Additionally, NZZ am Sonntag reported that the federal administration has invested one million Swiss francs in podcasts in recent years, most of which have garnered minimal listenership. Notably, the podcast from the Federal Department of Foreign Affairs (FDFA), titled ‘A Plus for Humanity,’ stands out for its 300,000 Swiss francs expenditure and an average of only 300 listeners per episode. The Swiss army’s podcast, however, is noted for reaching a more substantial audience, although NZZ am Sonntag criticized all podcasts for being uninformative, lacking critique, and incurring high production costs.

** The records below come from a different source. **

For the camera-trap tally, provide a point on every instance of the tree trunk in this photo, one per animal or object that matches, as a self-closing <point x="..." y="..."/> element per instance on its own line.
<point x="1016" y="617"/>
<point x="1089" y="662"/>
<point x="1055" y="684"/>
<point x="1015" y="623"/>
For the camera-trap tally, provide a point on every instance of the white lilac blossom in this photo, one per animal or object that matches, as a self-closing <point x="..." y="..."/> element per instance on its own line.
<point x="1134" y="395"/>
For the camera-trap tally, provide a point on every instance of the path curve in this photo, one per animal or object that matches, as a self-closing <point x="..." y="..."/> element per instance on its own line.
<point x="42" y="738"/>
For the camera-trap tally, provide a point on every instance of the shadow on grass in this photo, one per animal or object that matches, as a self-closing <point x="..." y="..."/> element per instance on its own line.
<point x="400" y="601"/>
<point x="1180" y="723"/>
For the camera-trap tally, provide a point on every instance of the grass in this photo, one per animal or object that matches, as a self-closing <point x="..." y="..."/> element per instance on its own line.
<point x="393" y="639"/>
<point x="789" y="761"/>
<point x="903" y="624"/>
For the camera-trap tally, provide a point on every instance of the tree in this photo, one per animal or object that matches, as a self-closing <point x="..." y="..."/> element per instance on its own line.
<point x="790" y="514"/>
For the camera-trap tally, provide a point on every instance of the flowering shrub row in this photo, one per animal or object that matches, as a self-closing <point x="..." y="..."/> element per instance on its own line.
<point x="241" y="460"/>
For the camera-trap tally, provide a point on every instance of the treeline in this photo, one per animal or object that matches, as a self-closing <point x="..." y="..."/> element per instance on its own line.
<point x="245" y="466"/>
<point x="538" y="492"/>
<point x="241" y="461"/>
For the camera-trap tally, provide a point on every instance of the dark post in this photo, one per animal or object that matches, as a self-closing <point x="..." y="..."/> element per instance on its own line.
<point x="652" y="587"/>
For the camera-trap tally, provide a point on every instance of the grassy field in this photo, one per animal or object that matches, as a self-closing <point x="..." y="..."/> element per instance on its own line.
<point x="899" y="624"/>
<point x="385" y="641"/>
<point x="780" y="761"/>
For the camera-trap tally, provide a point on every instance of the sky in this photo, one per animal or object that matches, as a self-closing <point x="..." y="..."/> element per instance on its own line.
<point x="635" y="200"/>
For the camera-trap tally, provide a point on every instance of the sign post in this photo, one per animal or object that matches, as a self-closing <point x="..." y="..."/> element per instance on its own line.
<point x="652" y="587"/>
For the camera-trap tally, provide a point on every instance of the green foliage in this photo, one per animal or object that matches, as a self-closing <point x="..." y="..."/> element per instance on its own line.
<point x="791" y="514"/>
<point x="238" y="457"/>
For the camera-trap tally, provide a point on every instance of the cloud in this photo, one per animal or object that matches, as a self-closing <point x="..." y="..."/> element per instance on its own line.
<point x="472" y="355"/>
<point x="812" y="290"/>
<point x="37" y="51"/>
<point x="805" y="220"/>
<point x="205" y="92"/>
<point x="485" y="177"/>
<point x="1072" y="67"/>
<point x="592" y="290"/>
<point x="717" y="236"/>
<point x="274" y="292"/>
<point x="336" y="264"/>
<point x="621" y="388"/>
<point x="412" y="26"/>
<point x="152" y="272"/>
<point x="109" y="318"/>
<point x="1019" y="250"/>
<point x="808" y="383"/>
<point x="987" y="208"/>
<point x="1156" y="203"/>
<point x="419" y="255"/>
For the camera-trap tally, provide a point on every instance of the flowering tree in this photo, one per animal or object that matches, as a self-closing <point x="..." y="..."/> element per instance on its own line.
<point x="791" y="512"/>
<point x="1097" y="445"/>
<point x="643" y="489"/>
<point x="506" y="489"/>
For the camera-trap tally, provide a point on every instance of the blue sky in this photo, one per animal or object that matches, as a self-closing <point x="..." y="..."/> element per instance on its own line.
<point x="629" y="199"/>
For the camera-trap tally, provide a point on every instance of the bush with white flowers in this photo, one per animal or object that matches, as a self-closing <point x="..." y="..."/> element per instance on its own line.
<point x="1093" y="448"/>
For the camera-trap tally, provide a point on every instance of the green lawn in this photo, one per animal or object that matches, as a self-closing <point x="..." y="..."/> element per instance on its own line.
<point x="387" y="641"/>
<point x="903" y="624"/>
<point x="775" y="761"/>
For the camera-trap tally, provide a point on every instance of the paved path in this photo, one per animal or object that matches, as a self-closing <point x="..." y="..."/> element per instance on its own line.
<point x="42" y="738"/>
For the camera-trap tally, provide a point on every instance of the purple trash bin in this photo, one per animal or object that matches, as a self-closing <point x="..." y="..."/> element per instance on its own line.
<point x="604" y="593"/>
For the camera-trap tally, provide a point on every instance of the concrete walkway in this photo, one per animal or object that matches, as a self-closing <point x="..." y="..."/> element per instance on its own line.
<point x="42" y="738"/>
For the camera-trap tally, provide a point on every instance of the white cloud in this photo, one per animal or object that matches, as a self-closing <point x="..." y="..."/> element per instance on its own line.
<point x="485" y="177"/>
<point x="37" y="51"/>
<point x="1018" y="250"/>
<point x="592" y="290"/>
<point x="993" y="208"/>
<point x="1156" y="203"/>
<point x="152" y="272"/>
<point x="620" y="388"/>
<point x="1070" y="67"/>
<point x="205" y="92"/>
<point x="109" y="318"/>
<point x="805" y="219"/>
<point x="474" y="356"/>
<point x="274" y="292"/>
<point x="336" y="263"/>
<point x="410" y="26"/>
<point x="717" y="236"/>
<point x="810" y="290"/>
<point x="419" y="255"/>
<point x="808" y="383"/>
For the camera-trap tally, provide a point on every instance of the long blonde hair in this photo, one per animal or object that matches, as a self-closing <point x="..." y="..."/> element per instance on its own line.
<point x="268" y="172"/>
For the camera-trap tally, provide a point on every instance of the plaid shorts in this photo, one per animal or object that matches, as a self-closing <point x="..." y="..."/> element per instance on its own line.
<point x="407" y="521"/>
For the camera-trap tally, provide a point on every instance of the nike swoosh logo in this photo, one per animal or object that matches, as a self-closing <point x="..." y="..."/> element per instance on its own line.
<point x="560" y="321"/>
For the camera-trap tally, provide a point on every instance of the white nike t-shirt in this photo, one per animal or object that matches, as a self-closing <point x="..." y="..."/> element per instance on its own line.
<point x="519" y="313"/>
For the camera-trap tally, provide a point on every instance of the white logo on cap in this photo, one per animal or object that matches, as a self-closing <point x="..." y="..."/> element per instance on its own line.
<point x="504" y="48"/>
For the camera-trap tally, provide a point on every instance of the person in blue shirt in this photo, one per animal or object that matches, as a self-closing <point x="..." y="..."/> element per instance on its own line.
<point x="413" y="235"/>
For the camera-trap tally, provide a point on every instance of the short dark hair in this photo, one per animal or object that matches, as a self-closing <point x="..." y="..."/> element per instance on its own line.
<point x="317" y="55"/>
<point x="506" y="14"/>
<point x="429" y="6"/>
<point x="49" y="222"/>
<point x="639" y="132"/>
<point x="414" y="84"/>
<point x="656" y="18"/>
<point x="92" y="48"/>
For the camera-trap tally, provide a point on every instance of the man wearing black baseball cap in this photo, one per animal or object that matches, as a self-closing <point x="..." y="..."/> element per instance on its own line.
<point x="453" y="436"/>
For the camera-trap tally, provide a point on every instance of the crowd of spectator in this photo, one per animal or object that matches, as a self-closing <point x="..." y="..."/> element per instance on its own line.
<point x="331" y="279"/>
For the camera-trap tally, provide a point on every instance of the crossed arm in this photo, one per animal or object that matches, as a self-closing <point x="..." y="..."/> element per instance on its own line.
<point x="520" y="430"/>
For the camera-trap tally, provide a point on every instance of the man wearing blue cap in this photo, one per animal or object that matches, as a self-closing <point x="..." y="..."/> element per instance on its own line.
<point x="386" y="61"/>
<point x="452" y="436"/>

Lastly, SonntagsBlick highlighted an upcoming conference featuring controversial Muslim speakers scheduled for February 1 in Biel (BE). Organized by Swiss Muslim Travel, which promotes pilgrimages and community experiences, the event will include prominent figures such as Islamist influencer Shoaib Hussain, known as ‘The Sunnah Guy,’ and two preachers associated with institutions linked to the Muslim Brotherhood. The presence of Imam Samir Raadouan Jelassi, whose naturalization was denied due to extremist ties, raises significant concerns. The Federal Intelligence Service (SRC) has warned that Jelassi poses a long-term threat to Switzerland’s security. The city of Biel has assured that the event will be closely monitored.

Note: This information remains unverified by ats.